Cynics will dismiss Dorner’s build-to-order success as a discreet manufacturer seizing an opportunity not available to batch or continuous processing. But all manufacturers face pressure to customize their standard offerings. Whether they use a kanban card system like Dorner to track customer-specific orders or configurator software to electronically design and produce products and shipments in the way customers specify, manufacturers are trying to adopt demand-driven strategies. For high-volume, low-margin products like food and beverage, getting customers to actually specify the desired modifications might be the ultimate solution.
A notable example is My M&Ms, the Masterfoods USA program that gives consumers the ability to order bags of M&Ms printed with personalized messages. Weddings and other special events have proved to be popular occasions for ordering the personalized candies. At a minimum price of $47.96 for four 7-oz. bags, personalized M&Ms generate the equivalent of $30 a lb., compared to $3 for regular M&Ms, more than justifying the special handling required. Messages are keyed in by customers when they place an order at the interactive www.mymms.com site. The delivery-date promise automatically adjusts, depending on the number of orders in the queue.
“If you have a flexible printing head and you’re dealing with the same uniform-sized M&M, you have tremendous flexibility to produce a product like that,” one industrial engineer commented. “No system is infinitely flexible, but that’s a fairly straightforward customized manufacturing design.”
“The fact that we print on M&Ms late in the process, anyway, minimizes the disruption to automated processes,” notes John Helferich, a recently retired executive with Masterfoods USA. Customized printing wouldn’t mean much with a commodity product, however. “There has to be a connection with the product,” he says. “It depends on the emotional equity of the brand.”
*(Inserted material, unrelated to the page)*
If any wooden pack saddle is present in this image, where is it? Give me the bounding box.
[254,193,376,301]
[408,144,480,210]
Personalized M&Ms are a variation of mass customization Frank Piller calls delayed product differentiation (DPD). Piller, a founding faculty member of MIT’s Smart Customization Group, estimates 20 computer components can result in a stunning 8.8 trillion PC configurations. Yet PC suppliers can deliver the features customers want and still realize economies of scale in assembly through DPD.
Mass customization may play out differently at a food plant than an electronics- or auto-assembly plant, but all factories can realize big savings. In a recent analysis, Forrester Research estimated auto makers could reduce unit costs by $3,500 per vehicle by shifting to build to order. The savings on a frozen entrée wouldn’t be as dramatic, of course, but food processors also could benefit. Successful implementation can be difficult, however, as illustrated by JM Smucker Co.
Orrville, OH-based Smucker had build-to-order in mind when it commissioned a facility in Scottsville, KY, to make Uncrustables, a frozen peanut butter & jelly sandwich without a crust. Scheduling production for a line that demonstrated its flexibility when peanut butter sandwiches, peanut butter & honey on wheat and other variations were added didn’t derail the build-to-order effort. Instead, precise scheduling of trucks in and out of the rural community, along with a 36-hour CIP cycle, created a logistical nightmare. Ultimately, Smucker threw in the towel and built a frozen warehouse to store finished goods until they could be shipped.
Have it my way
Special product and shipping requirements can undermine opportunities for automation. They also run counter to the efficiencies of mass production, and that can shrink the margins of any manufacturer.“The tension between customization and volume production had created a monster for Houston Harvest,” Gay Burke flatly states. “We were trying to be all things to all customers.” Burke became chairman of the Franklin Park, IL, popcorn-tin and gift-products manufacturer in March after the firm was acquired by Blackstreet Capital Management. Too much customization had resulted in an underperforming company, and Burke is trying to “rebalance and simplify” sales and production to get it back on track.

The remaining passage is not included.